Attempting to auto-tune RANSAC, take 2

This post is a continuation of my exploration of the RANSAC algorithm. In my previous post, I began investigating if I could auto-tune some of the input parameters. The first attempt was not a success, but gave me an idea, which will be today’s post.

As a quick recap, RANSAC is a method to estimate a model in the presence of noisy data (so-called outliers). The method requires 2 input parameters:

Rather than having to specify myself these 2 arguments, I would like the model to figure out good values by itself. In my initial attempt I tried to directly estimate the proportion of inliers in the dataset. This time, I will try a different angle: what if I started from pessimistic estimates, assuming many outliers and very high noise, and progressively tightened up the estimates?

Thought process

My train of thought here is along these lines. Suppose We have a dataset where some proportion of the data follows a model (the inliers), while some observations do not (the outliers). We could start by making a pessimistic assumption, guessing that p, the proportion of outliers, is large, say, 50%. In other words, we assume that many of the observations are “bad”. We can also start with a pessimistic estimate of the prediction error, by measuring it using a random model assuming 50% of outliers.

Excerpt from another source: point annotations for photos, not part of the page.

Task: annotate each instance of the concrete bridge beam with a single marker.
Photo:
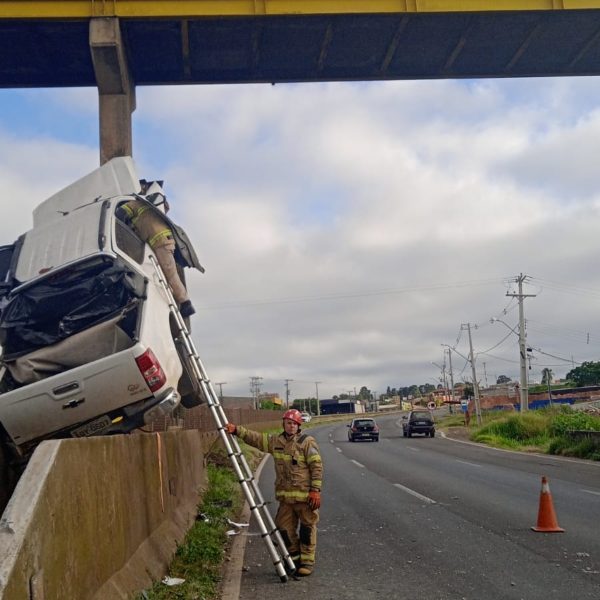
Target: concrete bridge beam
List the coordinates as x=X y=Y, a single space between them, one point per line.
x=116 y=92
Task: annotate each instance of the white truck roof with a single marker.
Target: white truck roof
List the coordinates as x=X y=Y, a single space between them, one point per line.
x=117 y=177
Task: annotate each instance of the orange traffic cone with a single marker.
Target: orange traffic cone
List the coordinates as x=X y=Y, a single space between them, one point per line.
x=547 y=522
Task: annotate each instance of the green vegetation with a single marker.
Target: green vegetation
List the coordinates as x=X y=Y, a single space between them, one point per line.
x=547 y=430
x=199 y=558
x=587 y=373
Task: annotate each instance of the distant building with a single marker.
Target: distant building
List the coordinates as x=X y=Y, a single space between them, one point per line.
x=237 y=402
x=341 y=407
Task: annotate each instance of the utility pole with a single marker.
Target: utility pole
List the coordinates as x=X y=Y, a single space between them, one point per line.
x=451 y=380
x=475 y=384
x=524 y=387
x=221 y=384
x=318 y=403
x=255 y=389
x=287 y=393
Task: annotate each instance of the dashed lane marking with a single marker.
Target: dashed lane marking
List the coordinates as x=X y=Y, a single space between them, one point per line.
x=466 y=462
x=415 y=494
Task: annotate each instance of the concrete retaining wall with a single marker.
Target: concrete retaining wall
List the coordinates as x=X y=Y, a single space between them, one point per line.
x=100 y=517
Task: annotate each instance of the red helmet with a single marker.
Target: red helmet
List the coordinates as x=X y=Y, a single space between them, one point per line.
x=293 y=415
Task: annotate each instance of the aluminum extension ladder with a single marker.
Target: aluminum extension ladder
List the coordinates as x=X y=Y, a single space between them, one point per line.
x=271 y=535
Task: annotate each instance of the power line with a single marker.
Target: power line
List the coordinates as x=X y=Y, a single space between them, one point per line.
x=383 y=292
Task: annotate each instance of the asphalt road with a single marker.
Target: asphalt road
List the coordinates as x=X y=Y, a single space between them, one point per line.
x=439 y=519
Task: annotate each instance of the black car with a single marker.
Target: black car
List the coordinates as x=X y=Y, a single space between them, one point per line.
x=363 y=429
x=418 y=421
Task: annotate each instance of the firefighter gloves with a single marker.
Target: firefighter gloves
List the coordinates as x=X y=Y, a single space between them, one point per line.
x=314 y=499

If we estimate a model using RANSAC under these assumptions, then one of two situations can occur:

Now if more observations than expected are a decent fit, we could assume that our initial assumptions were too pessimistic, and make adjustments:

So, with a lot of hand-waving, we could follow the same general approach as in standard RANSAC, but progressively tighten up the values of p and t when we observe better results than expected.

As I started following that train of thoughts, I realized there was an issue.

Let’s illustrate the issue on a hypothetical case. Imagine that we were unlucky and picked really bad outliers initially. We have an awful model to start with, and our estimate for prediction errors is very high. We then estimate a second model, and, because our initial model was awful, we have a very large margin on errors, so many more observations than expected are a decent fit. For the sake of illustration, let’s say 90% of observations are better than anticipated. We could then tighten up p to 10%, recompute the expected prediction error accordingly, and keep going.

This would be problematic. The 90% observations that are a good fit are not necessarily inliers, because we used a “pessimistic” value for the expected error threshold t. If t is too large, too many observations will be classified as inliers. So if we update p to 10%, we will be stuck with an overly optimistic estiate for the next iterations, even though the true value might be lower than that.

Stated differently: there is a relationship between p and t. If I decrease t, the expected predicted error margin, I also mechanically reduce the number of inliers I could find.

So what can we do? One approach would be to do a gradual update. If, for a given error level, we assumed 50% inliers but found 90% of observations that fit within the error, what we can say is that:

So rather than a big adjustment, we could make a small adjustment, taking a small step in the right direction. As an example, we could move by 20% towards the evaluated value, like so:

updated p = 0.8 * current p + 0.2 * evaluated p

Which, in our case, would lead to:

updated p = 0.8 * 50% + 0.2 * 10% = 42%

That is, instead of dropping instantly to p outliers = 10%, we make a small move to p outliers = 42%.

Validating the thought process

This was a lot of hand-waving and assumptions! Let’s see if the idea has legs, by trying out a quick-and-dirty implementation.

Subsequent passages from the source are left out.